What does it mean to say, “God opens doors and God closes doors”?  This sounds like a highly cryptic and spiritual saying.  In practical life, this means that when we get blocked from doing something, it is very possible that it is God who has shut out that opportunity, no matter how hard we want it and how hard we try to get it.  We can’t obtain or achieve something we wanted.  And that frustrates us.  A lot!

But then there are times when everything seems to just go perfectly.  Every piece of a complex puzzle will fit right into place, and just at the right time, often at the very last opportunity it still comes through for us.  We are glad for that.  But do we ever stop to wonder and ask, “Is God behind all of this and that is why the path to this was successful?”  In spiritual terms, did God open all the right doors at just the right time to make this all happen and pull together so well?

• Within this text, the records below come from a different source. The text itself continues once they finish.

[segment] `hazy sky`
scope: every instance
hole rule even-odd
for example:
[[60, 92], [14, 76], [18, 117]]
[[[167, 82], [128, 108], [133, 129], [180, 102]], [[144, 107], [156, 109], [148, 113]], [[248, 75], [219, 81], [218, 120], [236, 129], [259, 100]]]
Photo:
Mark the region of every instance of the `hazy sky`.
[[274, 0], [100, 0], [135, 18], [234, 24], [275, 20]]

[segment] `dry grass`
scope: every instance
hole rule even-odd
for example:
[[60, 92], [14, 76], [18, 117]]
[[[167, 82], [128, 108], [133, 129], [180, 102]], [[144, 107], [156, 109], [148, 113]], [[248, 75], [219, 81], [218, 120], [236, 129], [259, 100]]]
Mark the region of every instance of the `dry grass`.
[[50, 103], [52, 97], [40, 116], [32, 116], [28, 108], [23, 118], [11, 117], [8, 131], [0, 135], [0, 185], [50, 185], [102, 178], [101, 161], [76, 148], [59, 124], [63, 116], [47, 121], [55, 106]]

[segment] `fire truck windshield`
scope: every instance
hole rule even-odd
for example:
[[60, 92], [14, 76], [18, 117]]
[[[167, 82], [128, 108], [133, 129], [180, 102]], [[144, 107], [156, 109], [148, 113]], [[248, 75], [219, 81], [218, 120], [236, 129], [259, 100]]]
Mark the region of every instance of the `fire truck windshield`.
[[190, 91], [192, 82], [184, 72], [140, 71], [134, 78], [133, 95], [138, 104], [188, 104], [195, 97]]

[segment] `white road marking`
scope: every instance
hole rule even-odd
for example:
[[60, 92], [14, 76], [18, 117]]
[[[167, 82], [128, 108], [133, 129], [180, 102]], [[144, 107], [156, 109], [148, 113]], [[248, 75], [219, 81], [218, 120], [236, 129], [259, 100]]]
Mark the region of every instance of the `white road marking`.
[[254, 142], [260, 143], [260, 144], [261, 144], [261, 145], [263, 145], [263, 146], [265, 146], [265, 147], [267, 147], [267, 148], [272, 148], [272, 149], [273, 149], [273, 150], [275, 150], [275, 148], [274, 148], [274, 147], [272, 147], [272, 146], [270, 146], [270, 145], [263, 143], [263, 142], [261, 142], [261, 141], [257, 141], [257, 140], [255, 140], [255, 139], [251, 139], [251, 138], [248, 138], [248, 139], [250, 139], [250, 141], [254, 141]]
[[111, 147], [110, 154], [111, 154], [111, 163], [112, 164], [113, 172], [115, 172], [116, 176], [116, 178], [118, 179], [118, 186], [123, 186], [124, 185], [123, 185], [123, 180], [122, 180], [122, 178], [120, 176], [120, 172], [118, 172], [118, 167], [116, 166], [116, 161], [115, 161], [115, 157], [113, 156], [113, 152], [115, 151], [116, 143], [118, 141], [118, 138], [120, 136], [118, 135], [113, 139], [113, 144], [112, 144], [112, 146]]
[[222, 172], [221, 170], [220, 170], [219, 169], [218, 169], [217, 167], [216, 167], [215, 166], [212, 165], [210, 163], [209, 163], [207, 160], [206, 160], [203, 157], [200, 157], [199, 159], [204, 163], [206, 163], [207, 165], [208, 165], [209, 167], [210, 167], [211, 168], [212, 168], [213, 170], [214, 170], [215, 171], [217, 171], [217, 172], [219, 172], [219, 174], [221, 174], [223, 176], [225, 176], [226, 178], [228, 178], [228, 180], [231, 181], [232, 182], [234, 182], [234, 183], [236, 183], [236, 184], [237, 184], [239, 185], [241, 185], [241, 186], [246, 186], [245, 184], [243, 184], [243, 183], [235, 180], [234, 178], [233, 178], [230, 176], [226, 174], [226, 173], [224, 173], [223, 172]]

These questions are important ones to ask, for it can shed light on our lives in a way we may not have considered or had forgotten.   That God can and does interact with us, His creation.  What does draw our attention usually is when things don’t go well for us.  Max Lucado points out some examples for us on page 122 of his book*.  He says:

You try one door after another, yet no one responds to your résumé. No university accepts your application.  No doctor has a solution for your illness. No buyers look at your house.

     

Another important question is to ask if this idea is Scripturally sound?  Does God interact with humanity and does He do so in an individual way, guiding and leading individuals to specific goals?  It seems to me that the obvious answer in the Bible is “Yes!  He does!”  Throughout the early books, God is seen to have interacted within the lives of Abraham, Isaac, Jacob, Moses, Joshua, David, the many prophets, and more. God continually offered  instructions and guidance to help the nation of Israel to grow and to flourish.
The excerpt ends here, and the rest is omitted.